Japan’s House of Councillors approved Cabinet Bill 57 by majority vote on July 15, finalizing legislation that relocates cryptocurrency regulation under the Financial Instruments and Exchange Act (FIEA). While the legal framework is established, traders may need to wait until 2027 or 2028 for full market rules and the proposed 20% tax rate to take effect.
The legislation specifies that core crypto provisions will commence within one year of promulgation via a Cabinet order. Depending on when enforcement begins—either during 2026 or 2027—the tax framework would apply starting January 1, 2027 or 2028, respectively. The Cabinet’s timing decision will determine the final implementation year.
Implementation Comes Before Immediate Benefits
The regulatory overhaul shifts cryptocurrency oversight from the Payment Services Act to FIEA. While crypto remains distinct from securities legally, regulated activities now operate under a securities-market-style compliance framework.

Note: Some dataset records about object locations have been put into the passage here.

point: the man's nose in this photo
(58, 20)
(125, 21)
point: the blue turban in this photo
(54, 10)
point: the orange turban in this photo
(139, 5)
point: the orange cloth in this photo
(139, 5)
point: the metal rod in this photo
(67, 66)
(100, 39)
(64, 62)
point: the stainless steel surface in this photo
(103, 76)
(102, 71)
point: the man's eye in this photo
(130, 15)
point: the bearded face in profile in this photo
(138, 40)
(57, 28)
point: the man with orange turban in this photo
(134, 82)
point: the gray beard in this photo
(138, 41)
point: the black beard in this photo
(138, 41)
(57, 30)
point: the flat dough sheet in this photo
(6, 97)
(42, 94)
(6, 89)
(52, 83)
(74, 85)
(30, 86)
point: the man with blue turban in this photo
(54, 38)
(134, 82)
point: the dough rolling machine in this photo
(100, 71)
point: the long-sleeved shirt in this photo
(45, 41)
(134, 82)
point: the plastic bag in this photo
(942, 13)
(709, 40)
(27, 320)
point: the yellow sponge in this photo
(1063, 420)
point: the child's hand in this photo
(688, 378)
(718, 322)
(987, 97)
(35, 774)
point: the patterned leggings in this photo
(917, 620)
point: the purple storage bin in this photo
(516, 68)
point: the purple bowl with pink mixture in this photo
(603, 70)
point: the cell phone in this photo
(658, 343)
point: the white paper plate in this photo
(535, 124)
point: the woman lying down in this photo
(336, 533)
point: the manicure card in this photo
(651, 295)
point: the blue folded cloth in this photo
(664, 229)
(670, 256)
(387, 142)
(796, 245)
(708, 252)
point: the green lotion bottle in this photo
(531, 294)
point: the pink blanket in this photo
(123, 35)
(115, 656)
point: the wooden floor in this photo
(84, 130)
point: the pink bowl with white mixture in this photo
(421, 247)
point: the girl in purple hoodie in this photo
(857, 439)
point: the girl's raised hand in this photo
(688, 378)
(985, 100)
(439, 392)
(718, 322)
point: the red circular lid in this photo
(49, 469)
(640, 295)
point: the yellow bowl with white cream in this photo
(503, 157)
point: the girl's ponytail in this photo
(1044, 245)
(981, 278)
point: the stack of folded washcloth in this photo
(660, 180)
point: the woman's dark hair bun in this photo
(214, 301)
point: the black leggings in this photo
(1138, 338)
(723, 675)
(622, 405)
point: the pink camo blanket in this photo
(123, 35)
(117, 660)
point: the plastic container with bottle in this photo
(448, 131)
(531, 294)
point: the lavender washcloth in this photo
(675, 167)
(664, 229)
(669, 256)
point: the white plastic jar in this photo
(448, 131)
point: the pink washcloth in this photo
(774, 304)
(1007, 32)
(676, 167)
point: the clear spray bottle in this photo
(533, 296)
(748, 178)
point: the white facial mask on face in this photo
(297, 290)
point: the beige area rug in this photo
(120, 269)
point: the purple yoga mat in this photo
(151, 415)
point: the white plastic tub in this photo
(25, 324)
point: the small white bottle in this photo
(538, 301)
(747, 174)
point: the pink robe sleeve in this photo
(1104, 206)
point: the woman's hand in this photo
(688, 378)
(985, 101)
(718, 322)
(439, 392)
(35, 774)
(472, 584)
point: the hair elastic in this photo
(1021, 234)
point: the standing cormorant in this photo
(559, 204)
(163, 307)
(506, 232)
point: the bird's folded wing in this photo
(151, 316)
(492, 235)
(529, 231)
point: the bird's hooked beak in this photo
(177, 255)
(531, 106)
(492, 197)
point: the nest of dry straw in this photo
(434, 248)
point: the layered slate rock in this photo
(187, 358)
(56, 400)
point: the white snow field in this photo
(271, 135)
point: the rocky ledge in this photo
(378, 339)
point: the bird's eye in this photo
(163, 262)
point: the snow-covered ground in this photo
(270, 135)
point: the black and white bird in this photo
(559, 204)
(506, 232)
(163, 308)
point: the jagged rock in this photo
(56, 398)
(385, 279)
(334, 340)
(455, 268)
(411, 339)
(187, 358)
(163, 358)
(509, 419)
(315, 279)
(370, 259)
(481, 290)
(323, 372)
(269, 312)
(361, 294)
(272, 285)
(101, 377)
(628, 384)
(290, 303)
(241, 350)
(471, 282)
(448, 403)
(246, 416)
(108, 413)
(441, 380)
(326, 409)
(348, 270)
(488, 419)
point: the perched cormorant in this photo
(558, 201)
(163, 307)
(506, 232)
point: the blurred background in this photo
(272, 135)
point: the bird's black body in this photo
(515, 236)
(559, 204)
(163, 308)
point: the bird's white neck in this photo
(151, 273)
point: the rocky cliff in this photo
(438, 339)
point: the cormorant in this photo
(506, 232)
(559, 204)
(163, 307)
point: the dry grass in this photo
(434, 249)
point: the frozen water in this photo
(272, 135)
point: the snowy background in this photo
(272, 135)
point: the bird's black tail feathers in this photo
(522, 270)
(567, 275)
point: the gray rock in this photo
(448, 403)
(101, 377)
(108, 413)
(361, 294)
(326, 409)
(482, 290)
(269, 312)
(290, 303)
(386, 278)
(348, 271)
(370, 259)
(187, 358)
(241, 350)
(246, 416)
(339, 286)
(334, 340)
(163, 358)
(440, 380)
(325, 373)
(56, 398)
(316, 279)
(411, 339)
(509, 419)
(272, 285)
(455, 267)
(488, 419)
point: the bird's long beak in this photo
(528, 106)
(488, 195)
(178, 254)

The Financial Services Agency’s guidelines introduce disclosure and registration requirements for crypto sales, issuer-controlled token offerings, borrowing activities, asset screening, custody protocols, customer protections, and insider-trading controls.

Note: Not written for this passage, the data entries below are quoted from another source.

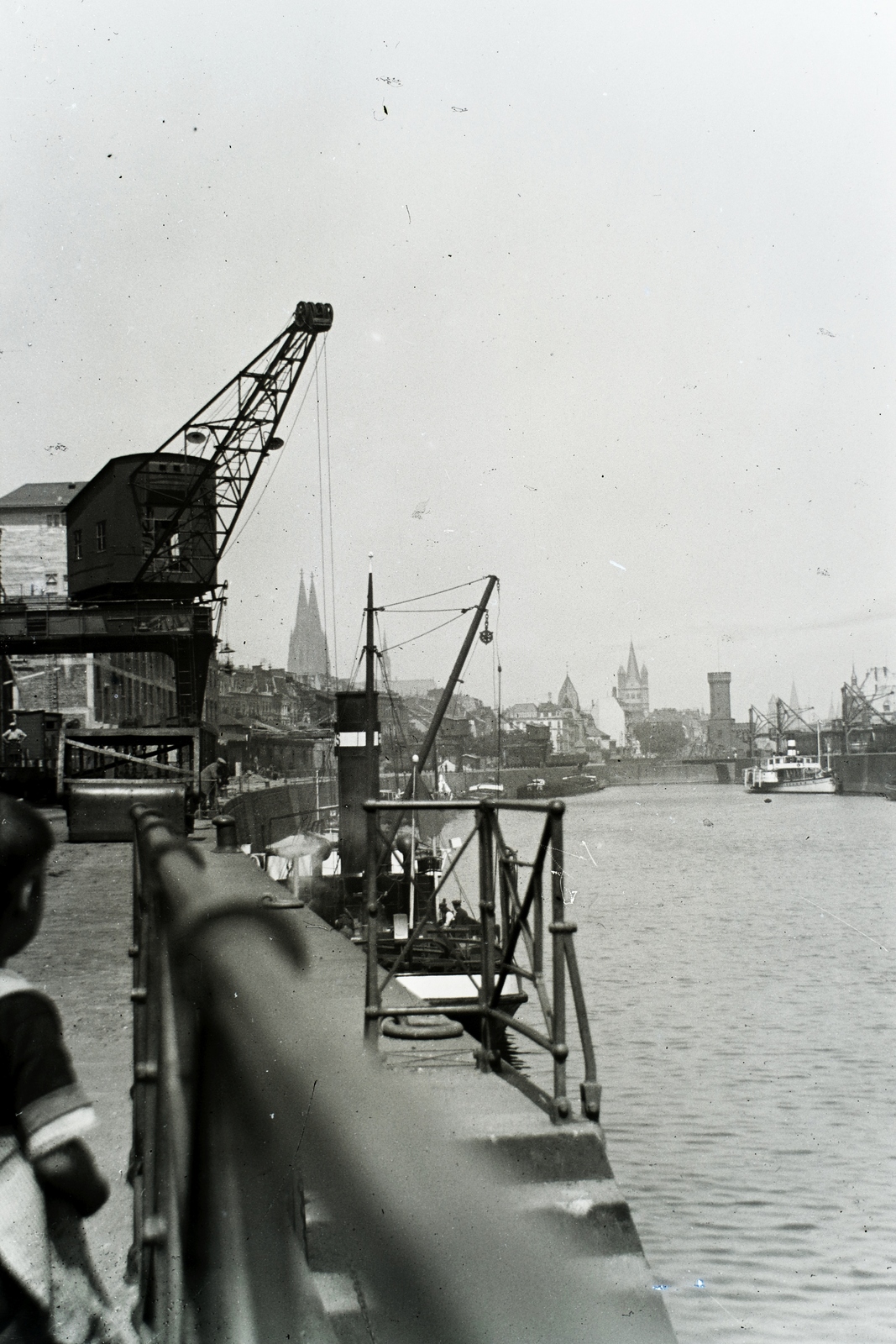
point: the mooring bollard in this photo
(226, 828)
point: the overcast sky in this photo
(613, 296)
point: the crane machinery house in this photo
(144, 526)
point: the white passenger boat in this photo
(790, 773)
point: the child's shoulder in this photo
(20, 1005)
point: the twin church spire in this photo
(308, 654)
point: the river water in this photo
(738, 960)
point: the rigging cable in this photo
(280, 459)
(422, 597)
(356, 659)
(396, 741)
(423, 633)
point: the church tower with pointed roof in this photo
(633, 689)
(569, 696)
(308, 654)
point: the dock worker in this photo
(459, 917)
(210, 781)
(13, 741)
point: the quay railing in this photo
(520, 927)
(253, 1085)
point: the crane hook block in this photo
(315, 318)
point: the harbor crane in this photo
(145, 535)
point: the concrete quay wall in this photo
(866, 774)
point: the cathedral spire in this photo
(308, 652)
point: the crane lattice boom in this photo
(226, 443)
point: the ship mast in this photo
(371, 1026)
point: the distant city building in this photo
(273, 696)
(90, 690)
(725, 737)
(571, 729)
(414, 689)
(610, 719)
(569, 696)
(308, 654)
(633, 690)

Exchanges and intermediaries can prepare for these obligations now, though detailed operational rules will be established via future Cabinet orders and FSA ordinances.
Parliament has already approved the tax framework as Law No. 12 on March 31, but its crypto provisions remain inactive until the FIEA provisions commence. Enacted gains would face a combined tax rate of 20%, split between 15% national income tax and 5% local inhabitant tax, applied only when investors liquidate qualifying tokens through registered entities and the assets are listed on Japan’s official register.
Unused losses within the same tax category can be carried forward for three years under specific conditions. Assets or transactions outside this defined channel retain existing treatment. Reporting obligations will follow one year after tax rules, requiring businesses to submit taxpayer details, Japan’s My Number identifiers, and transaction records by January 31 following the fiscal year. If the 20% regime launches in 2028, reports covering 2029 transactions would be due January 31, 2030.
The reform also outlines pathways for crypto investment products. It incorporates crypto asset management and advisory services under FIEA and envisions investment trusts holding tax-qualified, registered crypto assets, pending modifications to the Investment Trusts Act enforcement rules. The legislation does not authorize spot Bitcoin ETFs or approve specific products. The FSA previously barred domestic crypto ETFs under earlier frameworks, requiring sponsors to navigate additional product and listing approvals once operational rules are finalized.